Memory Limit: 65536KB

This problem will be judged on PKU. Original ID: 2549
64-bit integer IO format: %lld      Java class name: Main

 

iven S, a set of integers, find the largest d such that a + b + c = d where a, b, c, and d are distinct elements of S.

 

Input

Several S, each consisting of a line containing an integer 1 <= n <= 1000 indicating the number of elements in S, followed by the elements of S, one per line. Each element of S is a distinct integer between -536870912 and +536870911 inclusive.
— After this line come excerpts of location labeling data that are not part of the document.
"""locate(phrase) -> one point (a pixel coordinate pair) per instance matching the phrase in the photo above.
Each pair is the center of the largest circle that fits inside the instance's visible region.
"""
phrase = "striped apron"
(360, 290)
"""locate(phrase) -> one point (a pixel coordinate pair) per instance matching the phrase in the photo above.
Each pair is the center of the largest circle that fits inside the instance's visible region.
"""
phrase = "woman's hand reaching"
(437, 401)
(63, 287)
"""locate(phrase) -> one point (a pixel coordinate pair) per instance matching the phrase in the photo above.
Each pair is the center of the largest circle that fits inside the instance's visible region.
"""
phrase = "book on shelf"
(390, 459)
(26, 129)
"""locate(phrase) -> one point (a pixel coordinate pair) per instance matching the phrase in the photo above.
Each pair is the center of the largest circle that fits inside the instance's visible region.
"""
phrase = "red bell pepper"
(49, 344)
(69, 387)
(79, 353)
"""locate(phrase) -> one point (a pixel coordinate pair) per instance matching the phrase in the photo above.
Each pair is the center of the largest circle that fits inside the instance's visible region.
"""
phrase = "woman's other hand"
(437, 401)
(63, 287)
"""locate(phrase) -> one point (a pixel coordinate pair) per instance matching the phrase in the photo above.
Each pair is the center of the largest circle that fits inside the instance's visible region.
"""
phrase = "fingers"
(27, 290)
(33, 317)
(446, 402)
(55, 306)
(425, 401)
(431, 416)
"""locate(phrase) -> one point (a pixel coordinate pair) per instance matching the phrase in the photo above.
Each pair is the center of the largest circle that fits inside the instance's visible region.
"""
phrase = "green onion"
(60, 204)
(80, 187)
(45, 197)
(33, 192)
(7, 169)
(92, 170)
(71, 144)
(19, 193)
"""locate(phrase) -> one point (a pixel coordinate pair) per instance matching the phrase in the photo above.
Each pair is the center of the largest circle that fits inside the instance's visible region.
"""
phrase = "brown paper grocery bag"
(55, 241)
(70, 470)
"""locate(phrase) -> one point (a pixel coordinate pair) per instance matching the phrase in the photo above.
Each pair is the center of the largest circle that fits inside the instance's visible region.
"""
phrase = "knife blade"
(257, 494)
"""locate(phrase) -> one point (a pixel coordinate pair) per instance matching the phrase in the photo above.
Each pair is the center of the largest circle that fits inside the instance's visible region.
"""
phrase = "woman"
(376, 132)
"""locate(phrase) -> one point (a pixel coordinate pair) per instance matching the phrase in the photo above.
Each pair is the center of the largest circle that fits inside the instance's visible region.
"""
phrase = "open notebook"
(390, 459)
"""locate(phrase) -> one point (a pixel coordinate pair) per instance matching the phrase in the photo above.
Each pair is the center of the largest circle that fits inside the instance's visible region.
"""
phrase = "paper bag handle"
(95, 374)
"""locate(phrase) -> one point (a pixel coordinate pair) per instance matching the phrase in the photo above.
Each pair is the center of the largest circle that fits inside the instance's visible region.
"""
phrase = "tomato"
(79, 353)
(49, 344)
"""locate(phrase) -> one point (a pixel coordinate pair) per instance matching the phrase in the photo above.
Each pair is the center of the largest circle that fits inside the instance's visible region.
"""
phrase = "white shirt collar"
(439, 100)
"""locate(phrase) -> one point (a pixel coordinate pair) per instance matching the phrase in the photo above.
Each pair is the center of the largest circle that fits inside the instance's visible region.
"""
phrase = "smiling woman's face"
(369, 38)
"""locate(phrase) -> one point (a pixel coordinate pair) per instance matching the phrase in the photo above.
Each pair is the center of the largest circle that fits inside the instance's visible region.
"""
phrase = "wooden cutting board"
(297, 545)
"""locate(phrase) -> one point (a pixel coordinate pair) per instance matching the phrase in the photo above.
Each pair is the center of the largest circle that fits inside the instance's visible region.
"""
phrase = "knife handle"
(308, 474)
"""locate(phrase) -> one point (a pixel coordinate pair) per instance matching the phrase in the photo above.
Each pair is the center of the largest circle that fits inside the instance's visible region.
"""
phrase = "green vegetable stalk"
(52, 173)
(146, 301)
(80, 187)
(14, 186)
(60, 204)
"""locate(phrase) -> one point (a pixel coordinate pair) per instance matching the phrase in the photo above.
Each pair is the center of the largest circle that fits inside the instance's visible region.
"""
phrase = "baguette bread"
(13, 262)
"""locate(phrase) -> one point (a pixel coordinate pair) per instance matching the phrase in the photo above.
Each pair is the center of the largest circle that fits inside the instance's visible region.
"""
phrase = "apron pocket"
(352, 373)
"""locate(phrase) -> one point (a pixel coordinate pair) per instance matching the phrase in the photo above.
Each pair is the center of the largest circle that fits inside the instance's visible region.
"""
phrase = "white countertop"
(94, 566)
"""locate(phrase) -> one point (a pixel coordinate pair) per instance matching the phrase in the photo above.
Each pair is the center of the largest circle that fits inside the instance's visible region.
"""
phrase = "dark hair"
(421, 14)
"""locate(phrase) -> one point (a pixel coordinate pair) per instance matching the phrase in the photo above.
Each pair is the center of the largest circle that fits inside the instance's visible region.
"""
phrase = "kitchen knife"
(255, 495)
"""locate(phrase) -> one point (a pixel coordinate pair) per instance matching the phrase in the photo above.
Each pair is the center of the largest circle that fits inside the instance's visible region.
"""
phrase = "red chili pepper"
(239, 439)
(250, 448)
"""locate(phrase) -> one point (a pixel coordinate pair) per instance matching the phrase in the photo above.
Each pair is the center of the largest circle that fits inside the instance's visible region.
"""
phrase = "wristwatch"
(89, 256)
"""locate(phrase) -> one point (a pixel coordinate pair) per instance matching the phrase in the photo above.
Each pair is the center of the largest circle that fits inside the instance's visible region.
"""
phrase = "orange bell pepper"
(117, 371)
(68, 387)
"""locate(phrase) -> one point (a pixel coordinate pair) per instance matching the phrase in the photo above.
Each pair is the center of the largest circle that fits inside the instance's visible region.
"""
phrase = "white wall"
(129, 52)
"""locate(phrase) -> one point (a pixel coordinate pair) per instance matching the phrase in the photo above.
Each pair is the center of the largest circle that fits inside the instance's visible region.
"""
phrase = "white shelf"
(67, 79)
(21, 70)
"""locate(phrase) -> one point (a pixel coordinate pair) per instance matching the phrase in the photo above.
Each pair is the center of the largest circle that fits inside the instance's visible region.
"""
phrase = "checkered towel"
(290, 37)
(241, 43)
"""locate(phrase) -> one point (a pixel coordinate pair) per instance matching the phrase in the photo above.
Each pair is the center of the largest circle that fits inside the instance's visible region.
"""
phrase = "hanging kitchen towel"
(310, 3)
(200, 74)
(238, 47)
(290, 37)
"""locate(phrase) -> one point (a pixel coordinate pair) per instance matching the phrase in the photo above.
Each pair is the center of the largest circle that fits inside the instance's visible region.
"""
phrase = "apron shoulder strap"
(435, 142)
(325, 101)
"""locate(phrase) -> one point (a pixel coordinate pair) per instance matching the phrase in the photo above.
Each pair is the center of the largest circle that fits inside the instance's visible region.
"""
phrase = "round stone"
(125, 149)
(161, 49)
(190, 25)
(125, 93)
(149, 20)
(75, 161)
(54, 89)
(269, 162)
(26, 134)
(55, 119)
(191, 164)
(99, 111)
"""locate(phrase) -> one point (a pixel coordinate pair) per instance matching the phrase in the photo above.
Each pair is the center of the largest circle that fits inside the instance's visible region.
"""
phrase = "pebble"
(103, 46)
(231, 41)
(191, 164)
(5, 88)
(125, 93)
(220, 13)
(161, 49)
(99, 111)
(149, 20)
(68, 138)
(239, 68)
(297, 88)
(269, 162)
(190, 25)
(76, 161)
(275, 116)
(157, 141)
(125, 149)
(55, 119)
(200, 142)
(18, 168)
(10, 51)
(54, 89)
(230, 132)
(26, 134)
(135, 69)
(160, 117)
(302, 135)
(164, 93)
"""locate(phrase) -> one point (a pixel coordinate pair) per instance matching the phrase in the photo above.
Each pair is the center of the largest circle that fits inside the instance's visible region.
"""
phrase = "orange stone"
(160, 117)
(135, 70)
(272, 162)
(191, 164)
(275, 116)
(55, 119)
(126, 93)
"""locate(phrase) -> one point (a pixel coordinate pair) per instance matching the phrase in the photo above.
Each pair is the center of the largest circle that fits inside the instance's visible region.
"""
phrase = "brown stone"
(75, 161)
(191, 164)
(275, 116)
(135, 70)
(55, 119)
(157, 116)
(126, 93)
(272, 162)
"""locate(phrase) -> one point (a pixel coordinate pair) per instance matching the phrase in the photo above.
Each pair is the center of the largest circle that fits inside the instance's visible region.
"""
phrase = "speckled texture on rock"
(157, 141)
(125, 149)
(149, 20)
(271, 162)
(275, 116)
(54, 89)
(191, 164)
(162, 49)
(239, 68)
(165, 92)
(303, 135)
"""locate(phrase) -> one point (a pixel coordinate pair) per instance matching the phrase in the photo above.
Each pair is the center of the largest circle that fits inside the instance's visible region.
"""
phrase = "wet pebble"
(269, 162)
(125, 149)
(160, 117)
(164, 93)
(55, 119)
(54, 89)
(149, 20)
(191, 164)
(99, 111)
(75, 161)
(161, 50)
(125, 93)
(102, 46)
The last line of input contains 0.

 

Output

For each S, a single line containing d, or a single line containing "no solution".

 

Sample Input

5
2 
3 
5 
7 
12
5
2 
16 
64 
256 
1024
0

Sample Output

12
no solution

Source

Waterloo local 2001.06.02

 

解题：二分好啦

 

#include <bits/stdc++.h>
using namespace std;
typedef long long LL;
struct Node {
    LL val;
    int x,y;
    Node(LL v,int a,int b):val(v),x(a),y(b) {}
    bool operator<(const Node &t) const {
        return val < t.val;
    }
    bool operator>(const Node &t) const {
        return val > t.val;
    }
    bool operator!=(const Node &t) const {
        return x != t.x && y != t.y && x != t.y && y != t.x;
    }
};
vector<Node>a,b;
LL d[1010];
int main() {
    ios::sync_with_stdio(false);
    int n;
    while(cin>>n && n) {
        for(int i = 0; i < n; ++i) cin>>d[i];
        a.clear();
        b.clear();
        for(int i = 0; i < n; ++i)
            for(int j = i + 1; j < n; ++j) {
                a.push_back(Node(d[i] + d[j],i,j));
                b.push_back(Node(d[i] - d[j],i,j));
                b.push_back(Node(d[j] - d[i],j,i));
            }
        sort(a.begin(),a.end());
        sort(b.begin(),b.end());
        LL ret;
        memset(&ret,0x80,sizeof(LL));
        for(auto it = a.begin(); it != a.end(); ++it){
            auto lvalue = lower_bound(b.begin(),b.end(),*it);
            auto rvalue = upper_bound(lvalue,b.end(),*it);
            for(;lvalue != rvalue; ++lvalue)
                if(*lvalue != *it)
                    ret = max(ret,it->val + d[lvalue->y]);
        }
        if (ret < -536870912)
            cout<<"no solution"<<endl;
        else cout<<ret<<endl;
    }
    return 0;
}
/*
5
2
3
5
7
12
*/